Home goods and furniture marketplace Wayfair is readying its path into brick-and-mortar. It’s a good thing it thought ahead several years ago to build out its own logistics service.
That network, which it named CastleGate Logistics, will play a key role in the company’s entrance into permanent, physical retail. CastleGate is already integral to the company’s online marketplace.
Niraj Shah, the CEO and cofounder of the Boston-based online retailer, said Monday during IHS Markit’s TPM22 Conference in Long Beach, Calif. that having CastleGate will help by offering a fulfillment network for its future stores. The first of those will bow later this year with two under the AllModern brand and one under Joss & Main, all located in Massachusetts. Those stores will be followed by a Wayfair door next year, which is expected to command a much larger footprint. Plans call for all five of the companies brands, which also include Birch Lane and Perigold, to debut their own stores over the next two years.
Opening those doors doesn’t change how Wayfair manages its supply chain. Instead, the existing logistics infrastructure supports retail, the CEO pointed out.
“We have this infrastructure that facilitates all other purchasing,” Shah said of CastleGate’s role as the company expands into physical retail.
Wayfair, which had a recent market cap of $14.8 billion, is one of a handful of industry companies that have taken control of their supply chains in various ways. American Eagle last year acquired AirTerra, started by a former supply chain executive at Nordstrom and Walmart, and then followed that up with its purchase of Quiet Logistics for about $360 million in December. Other retailers took a different approach, such as Target and Costco chartering their own ships to bypass port congestion. Amazon, meanwhile, continues to build out its Fulfilled by Amazon logistics network for sellers on its site.
Wayfair chose not to go the route of chartering its own ships and Shah said the strategy instead was to “partner deeply” with the carriers.
Logistics, for Wayfair, is just another extension of customer service, whether it’s the 16,000 suppliers it works with or the end user of the products sold on its site.
“Six years ago, we made a concerted effort to build out our own end-to-end logistics because, in our category, if you don’t control logistics, you can’t control the customer experience,” Shah said.

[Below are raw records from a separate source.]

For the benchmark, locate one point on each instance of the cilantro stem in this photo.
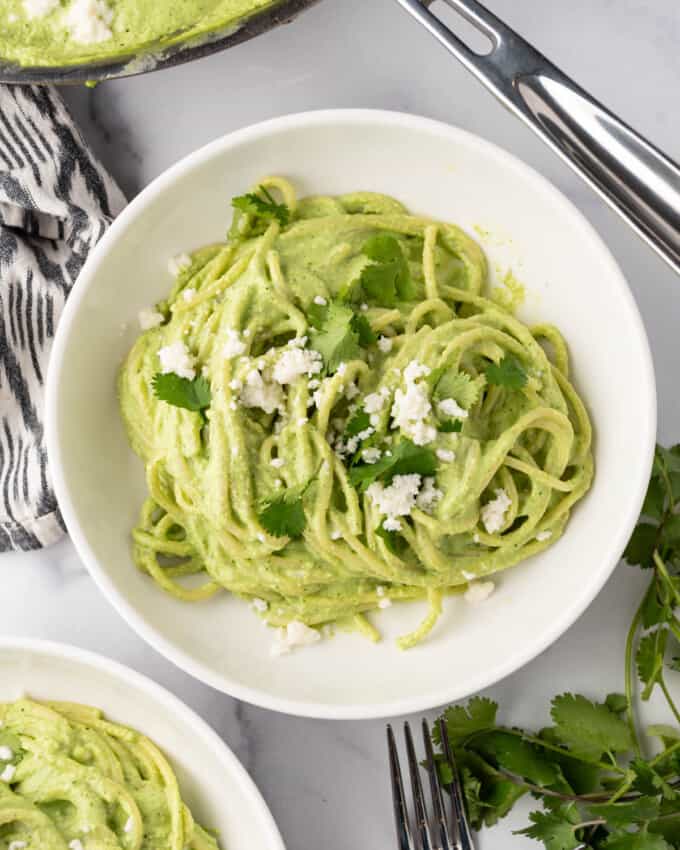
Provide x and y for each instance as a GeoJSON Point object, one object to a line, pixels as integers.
{"type": "Point", "coordinates": [630, 643]}
{"type": "Point", "coordinates": [669, 698]}
{"type": "Point", "coordinates": [661, 567]}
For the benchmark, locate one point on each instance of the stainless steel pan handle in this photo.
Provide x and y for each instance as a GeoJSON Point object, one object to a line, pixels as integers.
{"type": "Point", "coordinates": [637, 179]}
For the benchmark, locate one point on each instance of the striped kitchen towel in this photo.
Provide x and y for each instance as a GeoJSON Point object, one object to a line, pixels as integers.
{"type": "Point", "coordinates": [56, 201]}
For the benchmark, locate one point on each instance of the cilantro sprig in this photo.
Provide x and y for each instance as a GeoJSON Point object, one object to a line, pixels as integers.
{"type": "Point", "coordinates": [284, 516]}
{"type": "Point", "coordinates": [508, 373]}
{"type": "Point", "coordinates": [263, 209]}
{"type": "Point", "coordinates": [590, 769]}
{"type": "Point", "coordinates": [181, 392]}
{"type": "Point", "coordinates": [406, 458]}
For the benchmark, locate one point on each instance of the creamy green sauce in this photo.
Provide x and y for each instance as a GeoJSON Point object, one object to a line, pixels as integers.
{"type": "Point", "coordinates": [505, 463]}
{"type": "Point", "coordinates": [70, 779]}
{"type": "Point", "coordinates": [63, 32]}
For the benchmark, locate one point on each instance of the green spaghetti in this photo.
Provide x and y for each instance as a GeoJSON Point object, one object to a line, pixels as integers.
{"type": "Point", "coordinates": [333, 417]}
{"type": "Point", "coordinates": [69, 778]}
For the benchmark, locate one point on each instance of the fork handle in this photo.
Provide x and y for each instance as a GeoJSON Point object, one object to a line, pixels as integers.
{"type": "Point", "coordinates": [637, 179]}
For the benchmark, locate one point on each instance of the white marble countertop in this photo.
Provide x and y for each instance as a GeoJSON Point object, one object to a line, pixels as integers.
{"type": "Point", "coordinates": [326, 782]}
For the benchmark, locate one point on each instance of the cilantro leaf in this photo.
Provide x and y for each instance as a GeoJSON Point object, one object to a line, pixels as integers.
{"type": "Point", "coordinates": [181, 392]}
{"type": "Point", "coordinates": [262, 207]}
{"type": "Point", "coordinates": [640, 548]}
{"type": "Point", "coordinates": [450, 426]}
{"type": "Point", "coordinates": [358, 423]}
{"type": "Point", "coordinates": [649, 659]}
{"type": "Point", "coordinates": [556, 829]}
{"type": "Point", "coordinates": [387, 279]}
{"type": "Point", "coordinates": [508, 373]}
{"type": "Point", "coordinates": [362, 327]}
{"type": "Point", "coordinates": [518, 756]}
{"type": "Point", "coordinates": [589, 729]}
{"type": "Point", "coordinates": [406, 458]}
{"type": "Point", "coordinates": [334, 337]}
{"type": "Point", "coordinates": [462, 721]}
{"type": "Point", "coordinates": [284, 517]}
{"type": "Point", "coordinates": [648, 781]}
{"type": "Point", "coordinates": [450, 383]}
{"type": "Point", "coordinates": [623, 814]}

CastleGate solves a few problems specific to Wayfair. The company typically ships large and bulky items that can’t go out with small parcel delivery, oftentimes requiring two people to move. That’s also coupled with increasing consumer demand for fast delivery and product damages being the bigger headache than returns in the furniture realm. All of those pain points are what prompted the Wayfair team to begin building the third-party logistics service.
Wayfair started with fulfillment centers and then built out the last-mile transportation system before moving upstream into middle mile.
“By building the whole thing, we optimize for the total, instead of for each function,” Shah said.
The company also has a product policy that eliminates duplicate products, which is a challenge common in online marketplaces that aim to provide inventory to accommodate as many personal preferences as possible. What results, oftentimes, is a messy browser experience difficult to navigate, Shah said. Keeping an eye on stock-keeping units ultimately benefits the supply chain.
“The cleaner the catalog is for the customer, the easier the supply chain gets to manage because, otherwise, the supply chain gets increasingly complicated when you have multiple suppliers supplying an item,” he said.
CastleGate, while beneficial to Wayfair, isn’t a solution for everyone.
The CEO pointed out that in 2014, when Wayfair went public, it had about $1 billion in revenue and continues to roughly double its business every two to three years.
“Without volume, you can’t have this type of finesse,” he said.
Additionally, CastleGate doesn’t fulfill all of Wayfair’s logistical needs. Under a quarter of its volume comes from the shelves of its fulfillment centers. The rest originates from supplier warehouses.
“The vast majority of our volume does not yet flow through our network, and over time we think there’s a large opportunity to increase that,” Shah said.
Given Wayfair’s 2 percent share of the market in the U.S. and Europe, the company still views itself in the early days of its growth.
While the service is working well for Wayfair, the company has no plans to offer CastleGate to outside companies.
“It’s like a bespoke mousetrap for our specific type of goods,” Shah said of why there is no interest in selling its services. “It’s not a generalizable service and we’re focused on servicing our suppliers with that need that they have.”